Lake and claimed impact structure in Karelia, northwest Russia

Suavjärvi (in Karelian, Russian: Суавъярви) is a lake in the Republic of Karelia, Russia about 50 km north of the town of Medvezhyegorsk. The lake is approximately 3 km wide.

Mashchak and Naumov argue that Suavjärvi lies at the center of a deeply eroded and highly metamorphosed impact structure, the Suavjärvi structure, which has a diameter of 16 km. According to Mashchak and Naumov, this impact structure is characterized by gravity and magnetic lows and in its northeastern and southwestern parts, impact-generated polymict megabreccias. The megabreccias are composed of blocks of both basement granitoids and supracrustal greenstone. Shock metamorphic features in are reported to be rare and to consist of planar features, deformation bands, and mosaic structure in quartz and deformation feature in feldspars and biotite. Younger regional metamorphism has significantly altered the rocks composing the structure and may have either obliterated or altered any shock metamorphic effects.

The inferred age of the Suavjarvi structure lies within an age interval between 2.7 and 2.2 billion years. Its older age limit of 2.7 billion years is set by the regional age of Late Lopian granitoids that occur as fragments within the megabreccias. The overlap of impact polymictic breccias by basal conglomerates of the Jatulian Group and presence of weathered breccia within its conglomerates indicates that the Suavjarvi structure predates it. The lower age limit of the Jatulian Group
is tentatively regarded to be between 2.3 and 2.2 billion years.

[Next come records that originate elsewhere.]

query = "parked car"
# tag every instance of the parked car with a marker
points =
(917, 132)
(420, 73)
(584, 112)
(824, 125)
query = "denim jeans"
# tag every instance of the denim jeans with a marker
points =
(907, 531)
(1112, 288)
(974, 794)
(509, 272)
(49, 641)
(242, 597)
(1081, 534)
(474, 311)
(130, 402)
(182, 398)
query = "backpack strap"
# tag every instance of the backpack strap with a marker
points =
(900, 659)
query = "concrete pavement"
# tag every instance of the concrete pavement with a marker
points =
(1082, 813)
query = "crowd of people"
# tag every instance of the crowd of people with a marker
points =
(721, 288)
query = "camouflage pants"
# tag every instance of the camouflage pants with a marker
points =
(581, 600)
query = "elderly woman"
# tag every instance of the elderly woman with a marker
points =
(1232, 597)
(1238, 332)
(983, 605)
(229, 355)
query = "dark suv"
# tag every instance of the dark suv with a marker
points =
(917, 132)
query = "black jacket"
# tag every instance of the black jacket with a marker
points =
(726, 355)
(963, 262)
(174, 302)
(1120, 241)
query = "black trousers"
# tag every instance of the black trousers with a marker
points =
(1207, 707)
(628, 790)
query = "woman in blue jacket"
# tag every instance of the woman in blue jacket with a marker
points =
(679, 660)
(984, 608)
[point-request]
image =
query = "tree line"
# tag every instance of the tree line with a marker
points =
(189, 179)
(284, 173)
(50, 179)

However, Huber and others conducted field and laboratory investigations of the Suavjärvi structure. They found that the bedrock outcrops inside the structure, mapped as "polymict impact breccia" and classified as "megabreccia", consists of massive granite and schist that are indistinguishable in the field from Archean outcrops outside the structure. They also found an absence of evidence of shock metamorphism in samples from within the hypothesized impact structure and that the rocks associated with it do not substantially differ from the normal regional geology. This lake is more likely a glacial lake. The Suavjärvi structure's classification as an impact structure remains controversial and unsettled.